In the six months between the church benefit and the murder mystery party we’d auctioned off, we grew more and more anxious. We bought a new rug, lamps, and end tables for the living room—updates we’d been planning for years but had never gotten around to. I guess we were worried that none of the older people coming would want to hang out in our house if they saw that we used a TV tray as an end table. Matt reupholstered the dining room chairs so you couldn’t tell they came from IKEA, and it took me months to plan how to feed 12 people in a way that seemed appropriately “mature.” “What if they don’t know we live in an apartment?” I’d ask Matt. “What if they think we live in a house and they hate it because there’s nowhere for 12 people to sit?” “What if they all know each other?” he’d return. “What if they all talk to each other and we don’t have anything to say?”
Then the night of the party came. As people of all ages poured into our living room, we discovered that none of them knew each other—we weren’t the only newcomers. And they loved that we lived in an old Chicago two-flat. Most of them had once lived in one as well, and we reminisced about the floorplans and the quirks of these old buildings. Rather than sitting at our dining room table or mingling, soon all 12 of us were squished together on our couch or sitting on the floor in our living room. It turned out we all really liked talking to each other and that this was easiest when we were all sitting in one room together.
Today that’s the image I have in my head of church community: people of all ages sitting together crammed on a couch eating good food, laughing, and sharing their stories. I think of how easily I could have missed out on that kind of fellowship. If I had waited to get involved in a young adult group or if Matt and I had let our feelings of nervousness about interacting with new people get in the way of attending the auction, I never would have had this opportunity to make new friends or to realize my church is also my family.

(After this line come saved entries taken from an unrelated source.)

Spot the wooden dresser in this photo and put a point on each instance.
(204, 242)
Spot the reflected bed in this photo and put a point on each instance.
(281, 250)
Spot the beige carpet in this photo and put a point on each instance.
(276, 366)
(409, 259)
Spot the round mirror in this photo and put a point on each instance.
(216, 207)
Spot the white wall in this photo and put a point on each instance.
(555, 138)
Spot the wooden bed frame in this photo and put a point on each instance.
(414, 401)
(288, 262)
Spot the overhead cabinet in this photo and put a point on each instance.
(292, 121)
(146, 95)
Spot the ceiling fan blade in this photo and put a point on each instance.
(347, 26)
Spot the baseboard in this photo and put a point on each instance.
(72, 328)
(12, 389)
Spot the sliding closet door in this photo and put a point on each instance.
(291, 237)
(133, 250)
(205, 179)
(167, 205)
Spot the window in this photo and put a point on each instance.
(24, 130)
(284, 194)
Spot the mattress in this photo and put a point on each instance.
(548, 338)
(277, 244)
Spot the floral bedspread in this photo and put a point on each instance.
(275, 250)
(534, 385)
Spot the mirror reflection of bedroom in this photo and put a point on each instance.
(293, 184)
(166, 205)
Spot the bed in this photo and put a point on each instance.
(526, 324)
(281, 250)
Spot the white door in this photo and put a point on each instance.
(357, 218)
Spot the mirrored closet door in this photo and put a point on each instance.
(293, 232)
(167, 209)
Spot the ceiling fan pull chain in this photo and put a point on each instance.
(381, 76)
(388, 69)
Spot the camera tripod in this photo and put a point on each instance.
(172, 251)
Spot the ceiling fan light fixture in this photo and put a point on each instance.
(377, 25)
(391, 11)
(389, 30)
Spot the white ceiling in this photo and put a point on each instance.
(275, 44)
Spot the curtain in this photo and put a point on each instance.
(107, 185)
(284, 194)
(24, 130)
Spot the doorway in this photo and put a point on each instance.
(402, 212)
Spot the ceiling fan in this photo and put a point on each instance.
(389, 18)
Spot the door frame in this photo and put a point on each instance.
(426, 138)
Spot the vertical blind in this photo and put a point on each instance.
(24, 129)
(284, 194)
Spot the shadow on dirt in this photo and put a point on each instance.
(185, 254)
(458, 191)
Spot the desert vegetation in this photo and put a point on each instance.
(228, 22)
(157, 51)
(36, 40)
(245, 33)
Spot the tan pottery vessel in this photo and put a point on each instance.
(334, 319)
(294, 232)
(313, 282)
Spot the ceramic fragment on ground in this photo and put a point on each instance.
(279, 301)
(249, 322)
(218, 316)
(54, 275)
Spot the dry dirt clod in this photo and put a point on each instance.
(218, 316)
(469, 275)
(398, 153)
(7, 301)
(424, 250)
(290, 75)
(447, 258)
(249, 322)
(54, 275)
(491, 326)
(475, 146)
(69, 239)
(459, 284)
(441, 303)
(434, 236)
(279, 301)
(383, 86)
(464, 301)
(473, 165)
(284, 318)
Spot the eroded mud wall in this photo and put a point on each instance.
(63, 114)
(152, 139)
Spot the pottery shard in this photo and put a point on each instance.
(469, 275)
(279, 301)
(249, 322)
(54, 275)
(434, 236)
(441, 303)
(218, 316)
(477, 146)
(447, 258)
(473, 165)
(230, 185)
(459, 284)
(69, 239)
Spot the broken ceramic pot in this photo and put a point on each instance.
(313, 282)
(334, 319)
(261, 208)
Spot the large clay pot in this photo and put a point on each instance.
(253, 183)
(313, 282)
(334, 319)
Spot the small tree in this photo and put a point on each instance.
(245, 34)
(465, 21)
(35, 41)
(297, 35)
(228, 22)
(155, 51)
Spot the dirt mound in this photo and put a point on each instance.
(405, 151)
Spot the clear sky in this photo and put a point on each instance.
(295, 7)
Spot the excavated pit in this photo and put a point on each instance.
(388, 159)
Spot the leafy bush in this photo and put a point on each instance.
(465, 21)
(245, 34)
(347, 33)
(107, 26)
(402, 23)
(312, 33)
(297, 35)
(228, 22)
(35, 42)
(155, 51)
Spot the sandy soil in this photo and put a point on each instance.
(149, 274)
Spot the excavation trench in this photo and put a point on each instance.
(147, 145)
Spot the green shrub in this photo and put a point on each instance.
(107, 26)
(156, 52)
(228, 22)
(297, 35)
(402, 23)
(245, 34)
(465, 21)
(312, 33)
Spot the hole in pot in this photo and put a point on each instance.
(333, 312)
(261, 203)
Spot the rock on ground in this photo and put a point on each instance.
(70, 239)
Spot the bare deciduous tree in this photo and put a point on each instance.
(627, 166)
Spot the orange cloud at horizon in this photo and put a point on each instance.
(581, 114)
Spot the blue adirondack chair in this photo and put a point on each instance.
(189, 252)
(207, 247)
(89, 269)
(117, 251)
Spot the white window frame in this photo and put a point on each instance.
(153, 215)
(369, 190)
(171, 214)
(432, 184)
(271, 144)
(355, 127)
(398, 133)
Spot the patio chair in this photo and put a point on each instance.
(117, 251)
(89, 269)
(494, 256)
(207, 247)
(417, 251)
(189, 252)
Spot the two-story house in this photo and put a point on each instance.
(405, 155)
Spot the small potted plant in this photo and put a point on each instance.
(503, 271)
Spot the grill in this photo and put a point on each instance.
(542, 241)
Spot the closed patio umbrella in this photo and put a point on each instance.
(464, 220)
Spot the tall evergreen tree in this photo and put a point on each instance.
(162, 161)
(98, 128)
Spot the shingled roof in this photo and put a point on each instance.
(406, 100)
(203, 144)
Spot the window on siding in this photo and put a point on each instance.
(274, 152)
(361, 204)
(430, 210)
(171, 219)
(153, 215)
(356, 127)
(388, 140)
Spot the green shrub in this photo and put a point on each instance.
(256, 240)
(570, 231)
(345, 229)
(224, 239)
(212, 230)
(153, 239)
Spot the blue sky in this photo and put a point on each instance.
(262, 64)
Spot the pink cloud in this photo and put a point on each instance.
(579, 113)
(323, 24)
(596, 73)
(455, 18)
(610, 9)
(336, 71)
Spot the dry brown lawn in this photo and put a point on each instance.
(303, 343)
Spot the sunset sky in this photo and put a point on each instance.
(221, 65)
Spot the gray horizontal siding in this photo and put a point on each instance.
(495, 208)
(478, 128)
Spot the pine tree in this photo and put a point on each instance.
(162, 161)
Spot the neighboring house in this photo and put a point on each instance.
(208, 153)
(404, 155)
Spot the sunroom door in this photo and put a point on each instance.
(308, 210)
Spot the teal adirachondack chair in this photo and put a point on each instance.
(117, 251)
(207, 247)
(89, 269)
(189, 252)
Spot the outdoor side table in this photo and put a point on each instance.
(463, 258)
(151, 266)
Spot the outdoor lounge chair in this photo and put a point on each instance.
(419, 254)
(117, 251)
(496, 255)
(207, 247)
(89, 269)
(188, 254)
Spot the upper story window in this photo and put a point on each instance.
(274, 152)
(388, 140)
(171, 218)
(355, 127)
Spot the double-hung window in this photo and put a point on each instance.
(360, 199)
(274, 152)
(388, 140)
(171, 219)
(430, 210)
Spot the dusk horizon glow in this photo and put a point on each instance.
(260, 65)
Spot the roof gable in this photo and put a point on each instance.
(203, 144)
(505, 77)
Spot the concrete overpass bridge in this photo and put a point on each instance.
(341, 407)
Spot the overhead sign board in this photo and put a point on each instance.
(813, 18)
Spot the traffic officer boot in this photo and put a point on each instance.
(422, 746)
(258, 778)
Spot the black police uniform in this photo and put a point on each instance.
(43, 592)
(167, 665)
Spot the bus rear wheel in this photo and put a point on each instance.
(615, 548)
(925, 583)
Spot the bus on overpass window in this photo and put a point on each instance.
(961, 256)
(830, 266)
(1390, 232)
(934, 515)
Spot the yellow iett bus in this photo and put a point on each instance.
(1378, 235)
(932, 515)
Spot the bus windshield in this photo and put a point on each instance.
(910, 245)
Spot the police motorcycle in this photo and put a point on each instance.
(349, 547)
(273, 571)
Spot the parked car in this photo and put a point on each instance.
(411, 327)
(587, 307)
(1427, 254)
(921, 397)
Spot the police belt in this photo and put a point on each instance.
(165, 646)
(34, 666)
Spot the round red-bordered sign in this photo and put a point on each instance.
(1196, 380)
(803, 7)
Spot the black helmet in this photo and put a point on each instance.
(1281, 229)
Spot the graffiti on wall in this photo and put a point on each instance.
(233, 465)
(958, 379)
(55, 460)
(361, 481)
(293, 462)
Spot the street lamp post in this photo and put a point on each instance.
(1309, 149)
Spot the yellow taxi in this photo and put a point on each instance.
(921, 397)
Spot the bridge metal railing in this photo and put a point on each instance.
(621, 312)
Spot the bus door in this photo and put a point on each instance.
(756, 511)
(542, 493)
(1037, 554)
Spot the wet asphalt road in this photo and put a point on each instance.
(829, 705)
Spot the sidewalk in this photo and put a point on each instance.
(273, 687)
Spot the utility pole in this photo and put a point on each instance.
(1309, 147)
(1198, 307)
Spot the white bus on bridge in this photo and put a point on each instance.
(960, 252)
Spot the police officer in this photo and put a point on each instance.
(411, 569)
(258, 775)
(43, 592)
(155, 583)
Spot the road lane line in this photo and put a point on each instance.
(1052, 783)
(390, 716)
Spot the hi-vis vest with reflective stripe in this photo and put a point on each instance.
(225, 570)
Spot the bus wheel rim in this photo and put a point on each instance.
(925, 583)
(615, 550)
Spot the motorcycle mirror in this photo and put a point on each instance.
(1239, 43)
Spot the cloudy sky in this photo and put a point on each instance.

Getting to that place of ease and fellowship isn’t easy. Finding a place to fit in meant getting out of our comfort zone and forcing ourselves to get involved in church groups or attend potlucks, sometimes even just to stay for coffee hour. It was hard and, at times, awkward, but slowly and almost without knowing it, I found myself more and more engaged in the life of the church apart from Sunday services.
The next church event Matt and I are making ourselves do? Camping. The worrying has already started: Will there be anyone else our age without kids there? Will we all have to sing camp songs together? What if we don’t like anyone or they don’t like us and we’re stuck in a tent next to them all weekend? But I also can’t wait to meet new people and experience yet another way of being church in the world, this time in a tent and under the stars.
This article also appears in the August 2018 issue of U.S. Catholic (Vol. 83, No. 8, pages 25–27).